Modulo operation with negative numbers
C99 requires that when a/b
is representable:
(a/b) * b
+ a%b
shall equal a
This makes sense, logically. Right?
Let's see what this leads to:
Example A. 5/(-3)
is -1
=> (-1) * (-3)
+ 5%(-3)
= 5
This can only happen if 5%(-3)
is 2.
Example B. (-5)/3
is -1
=> (-1) * 3
+ (-5)%3
= -5
This can only happen if (-5)%3
is -2
The %
operator in C is not the modulo operator but the remainder operator.
Modulo and remainder operators differ with respect to negative values.

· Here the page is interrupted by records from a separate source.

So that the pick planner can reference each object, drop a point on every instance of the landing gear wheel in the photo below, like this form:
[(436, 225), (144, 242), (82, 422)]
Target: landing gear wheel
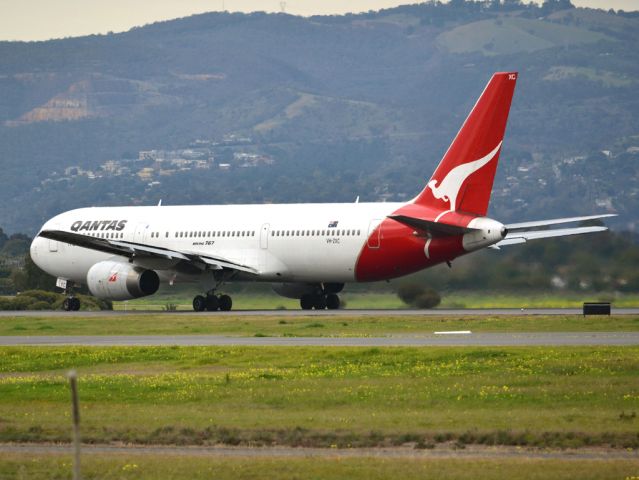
[(307, 301), (71, 304), (199, 303), (225, 302), (212, 303), (319, 302), (332, 301)]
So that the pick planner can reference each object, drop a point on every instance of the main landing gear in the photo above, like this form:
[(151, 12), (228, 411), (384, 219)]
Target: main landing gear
[(71, 304), (212, 303), (319, 301)]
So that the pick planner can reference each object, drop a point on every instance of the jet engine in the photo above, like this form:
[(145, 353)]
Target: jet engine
[(112, 280)]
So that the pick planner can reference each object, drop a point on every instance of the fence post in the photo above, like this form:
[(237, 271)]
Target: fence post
[(73, 382)]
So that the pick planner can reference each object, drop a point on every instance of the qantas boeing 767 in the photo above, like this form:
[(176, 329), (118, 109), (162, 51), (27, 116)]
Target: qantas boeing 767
[(308, 251)]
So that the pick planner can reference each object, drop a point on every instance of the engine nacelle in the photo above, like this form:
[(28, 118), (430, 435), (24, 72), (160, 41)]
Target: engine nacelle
[(112, 280)]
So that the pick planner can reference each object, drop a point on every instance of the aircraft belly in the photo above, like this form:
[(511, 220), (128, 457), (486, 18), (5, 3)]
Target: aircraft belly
[(317, 260)]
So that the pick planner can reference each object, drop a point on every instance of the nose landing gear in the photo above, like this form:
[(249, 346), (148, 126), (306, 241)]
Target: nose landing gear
[(71, 303), (212, 303)]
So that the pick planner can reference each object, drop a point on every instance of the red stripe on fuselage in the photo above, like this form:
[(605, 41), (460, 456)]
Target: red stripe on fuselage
[(402, 252)]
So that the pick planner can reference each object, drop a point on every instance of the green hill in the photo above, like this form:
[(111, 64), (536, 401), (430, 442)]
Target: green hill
[(232, 108)]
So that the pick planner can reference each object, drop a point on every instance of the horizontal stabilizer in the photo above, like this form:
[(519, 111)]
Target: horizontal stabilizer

With a remainder operator, the sign of the result is the same as the sign of the dividend (numerator) while with a modulo operator the sign of the result is the same as the divisor (denominator).
C defines the %
operation for a % b
as:
a == (a / b * b) + a % b
with /
the integer division with truncation towards 0
. That's the truncation that is done towards 0
(and not towards negative inifinity) that defines the %
as a remainder operator rather than a modulo operator.

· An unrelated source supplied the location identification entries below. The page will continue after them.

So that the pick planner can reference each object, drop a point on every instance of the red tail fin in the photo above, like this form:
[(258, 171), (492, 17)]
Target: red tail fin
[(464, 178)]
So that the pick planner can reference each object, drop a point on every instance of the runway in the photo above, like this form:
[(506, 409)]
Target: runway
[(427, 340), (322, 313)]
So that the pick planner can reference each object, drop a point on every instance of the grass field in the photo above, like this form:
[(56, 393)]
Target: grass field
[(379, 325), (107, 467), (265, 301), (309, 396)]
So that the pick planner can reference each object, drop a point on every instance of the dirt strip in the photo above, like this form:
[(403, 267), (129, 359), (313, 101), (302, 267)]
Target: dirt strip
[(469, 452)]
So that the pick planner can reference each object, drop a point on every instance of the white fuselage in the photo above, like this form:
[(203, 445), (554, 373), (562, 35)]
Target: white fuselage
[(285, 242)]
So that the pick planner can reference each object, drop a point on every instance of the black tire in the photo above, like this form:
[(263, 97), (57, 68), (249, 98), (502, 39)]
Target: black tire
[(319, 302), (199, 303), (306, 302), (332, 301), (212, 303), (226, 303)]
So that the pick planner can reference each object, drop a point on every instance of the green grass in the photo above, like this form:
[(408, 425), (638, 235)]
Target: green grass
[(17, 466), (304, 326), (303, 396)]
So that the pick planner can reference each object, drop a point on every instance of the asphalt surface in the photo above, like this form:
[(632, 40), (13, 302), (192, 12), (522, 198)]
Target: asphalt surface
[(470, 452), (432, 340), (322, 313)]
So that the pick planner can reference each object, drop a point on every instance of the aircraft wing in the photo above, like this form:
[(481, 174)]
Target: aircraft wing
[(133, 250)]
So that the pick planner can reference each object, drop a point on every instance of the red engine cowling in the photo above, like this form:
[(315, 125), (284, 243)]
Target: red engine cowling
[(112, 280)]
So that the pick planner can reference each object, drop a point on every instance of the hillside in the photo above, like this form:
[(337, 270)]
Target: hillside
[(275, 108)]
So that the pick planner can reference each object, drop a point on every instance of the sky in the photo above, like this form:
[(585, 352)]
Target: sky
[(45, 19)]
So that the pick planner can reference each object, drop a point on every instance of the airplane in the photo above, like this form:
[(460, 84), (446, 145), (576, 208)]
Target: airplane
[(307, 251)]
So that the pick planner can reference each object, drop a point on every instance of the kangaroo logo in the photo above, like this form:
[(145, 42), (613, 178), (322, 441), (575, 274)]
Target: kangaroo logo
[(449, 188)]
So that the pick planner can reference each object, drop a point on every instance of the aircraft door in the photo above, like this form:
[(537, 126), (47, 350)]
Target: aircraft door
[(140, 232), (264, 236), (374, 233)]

Based on the C99 Specification: a == (a / b) * b + a % b
We can write a function to calculate (a % b) == a - (a / b) * b
!
int remainder(int a, int b){ return a - (a / b) * b;}
For modulo operation, we can have the following function (assuming b > 0
)
int mod(int a, int b){ int r = a % b; return r < 0 ? r + b : r;}
My conclusion is that a % b
in C is a remainder operation and NOT a modulo operation.